After being rendered virtually extinct in the Nanaimo harbour since the 1950s, pink salmon are now returning to the area by the thousands.
Brian Banks, co-manager of the Nanaimo River Hatchery, said more than 20,000 pink salmon are expected to return to the harbour and adjacent rivers by mid-September, the best numbers since the hatchery joined up with the Department of Fisheries and Oceans, the Nanaimo Fish and Game Protective Association and other organizations to begin a program to reintroduce the species to local waterways earlier this decade.
The partners have been hatching pink salmon eggs taken from Campbell River at the Nanaimo River Hatchery and transferring them to three holding pens in the harbour at the Newcastle Island ferry slip, Duke Point and the Pacific Biological Station in increasing numbers since the program began in 2001.
The young salmon are held in the pens for about a month for imprinting until they are about one gram in weight.
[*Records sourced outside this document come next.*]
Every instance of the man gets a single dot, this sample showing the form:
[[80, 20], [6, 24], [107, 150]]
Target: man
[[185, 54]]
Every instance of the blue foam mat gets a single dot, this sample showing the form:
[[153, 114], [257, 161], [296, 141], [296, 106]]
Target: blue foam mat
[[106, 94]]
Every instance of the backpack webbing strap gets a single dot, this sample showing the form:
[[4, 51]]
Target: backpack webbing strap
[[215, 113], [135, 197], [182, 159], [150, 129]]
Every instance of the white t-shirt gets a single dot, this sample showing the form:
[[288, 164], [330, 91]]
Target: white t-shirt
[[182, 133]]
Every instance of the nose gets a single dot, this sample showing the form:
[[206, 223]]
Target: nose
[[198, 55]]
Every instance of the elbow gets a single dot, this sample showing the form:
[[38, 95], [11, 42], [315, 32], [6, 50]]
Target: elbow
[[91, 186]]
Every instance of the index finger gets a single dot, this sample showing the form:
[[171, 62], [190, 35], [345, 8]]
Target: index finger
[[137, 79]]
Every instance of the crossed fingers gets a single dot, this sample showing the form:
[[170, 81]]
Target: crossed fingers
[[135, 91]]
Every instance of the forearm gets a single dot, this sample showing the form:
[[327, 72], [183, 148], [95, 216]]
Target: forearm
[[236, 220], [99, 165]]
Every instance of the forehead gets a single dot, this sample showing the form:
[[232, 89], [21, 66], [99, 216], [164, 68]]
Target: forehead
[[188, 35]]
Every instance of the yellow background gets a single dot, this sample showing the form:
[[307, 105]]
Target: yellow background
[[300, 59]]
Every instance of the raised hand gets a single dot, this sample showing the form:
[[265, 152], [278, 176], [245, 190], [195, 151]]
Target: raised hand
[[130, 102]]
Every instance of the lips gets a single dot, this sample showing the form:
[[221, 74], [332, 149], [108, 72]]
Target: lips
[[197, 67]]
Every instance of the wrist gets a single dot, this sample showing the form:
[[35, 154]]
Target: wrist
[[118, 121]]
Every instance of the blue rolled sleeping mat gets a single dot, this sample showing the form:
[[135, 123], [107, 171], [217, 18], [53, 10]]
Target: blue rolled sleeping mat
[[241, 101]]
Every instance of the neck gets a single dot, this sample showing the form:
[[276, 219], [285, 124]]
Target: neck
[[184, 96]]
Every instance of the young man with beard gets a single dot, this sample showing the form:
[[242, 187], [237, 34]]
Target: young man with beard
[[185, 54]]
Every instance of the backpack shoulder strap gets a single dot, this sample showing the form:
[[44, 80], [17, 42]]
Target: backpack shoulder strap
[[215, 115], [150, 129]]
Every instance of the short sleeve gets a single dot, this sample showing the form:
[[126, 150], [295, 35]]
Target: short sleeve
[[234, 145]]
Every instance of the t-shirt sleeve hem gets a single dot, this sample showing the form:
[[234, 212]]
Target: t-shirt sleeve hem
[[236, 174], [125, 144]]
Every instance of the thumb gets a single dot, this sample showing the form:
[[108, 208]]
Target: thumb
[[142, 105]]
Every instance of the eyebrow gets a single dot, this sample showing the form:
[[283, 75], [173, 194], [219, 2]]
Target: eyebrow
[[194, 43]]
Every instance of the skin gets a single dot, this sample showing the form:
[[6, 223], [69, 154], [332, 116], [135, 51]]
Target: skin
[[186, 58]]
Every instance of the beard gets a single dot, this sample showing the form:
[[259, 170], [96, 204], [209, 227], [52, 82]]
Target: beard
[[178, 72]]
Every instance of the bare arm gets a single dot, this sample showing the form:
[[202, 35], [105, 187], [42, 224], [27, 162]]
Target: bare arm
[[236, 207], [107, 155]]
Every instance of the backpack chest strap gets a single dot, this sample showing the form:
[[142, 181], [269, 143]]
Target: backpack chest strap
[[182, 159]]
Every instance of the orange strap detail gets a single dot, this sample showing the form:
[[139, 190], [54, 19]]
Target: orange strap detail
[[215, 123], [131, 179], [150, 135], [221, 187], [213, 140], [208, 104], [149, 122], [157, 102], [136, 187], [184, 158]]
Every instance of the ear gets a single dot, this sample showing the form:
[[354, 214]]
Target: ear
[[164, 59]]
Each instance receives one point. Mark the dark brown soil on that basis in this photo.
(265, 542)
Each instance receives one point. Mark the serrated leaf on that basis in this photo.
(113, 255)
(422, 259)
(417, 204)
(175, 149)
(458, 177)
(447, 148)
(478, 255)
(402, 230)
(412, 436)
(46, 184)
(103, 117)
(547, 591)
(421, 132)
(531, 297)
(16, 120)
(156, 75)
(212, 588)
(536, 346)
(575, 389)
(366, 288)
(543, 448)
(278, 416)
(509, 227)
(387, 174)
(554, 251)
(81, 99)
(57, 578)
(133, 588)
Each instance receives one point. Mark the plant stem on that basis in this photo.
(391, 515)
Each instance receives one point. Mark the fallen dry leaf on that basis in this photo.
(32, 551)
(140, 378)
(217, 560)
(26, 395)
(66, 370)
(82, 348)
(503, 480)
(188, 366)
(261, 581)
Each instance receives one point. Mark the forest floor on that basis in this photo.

Then they are released with the hope many will return to spawn in the area at the end of their two-year lifecycles.
Of the one million released early in 2008, 13,000 have already been counted at the mouth of the Nanaimo River, while other schools have been spotted at the mouth of the Millstone River and other areas of the harbour so far this year and expectations are for thousands more to arrive by the middle of September.
"We began this program as an effort to restart a pink salmon food fishery for First Nations in the area and to provide sports fishermen an opportunity to fish for pink salmon in the harbour once again," said Banks. "This year has seen the best returns yet in the program and we've been pleased to see people lining the banks along the harbour to try their luck at catching some of them. It seems the ocean survival rates for pink salmon around Vancouver Island have been very good this year."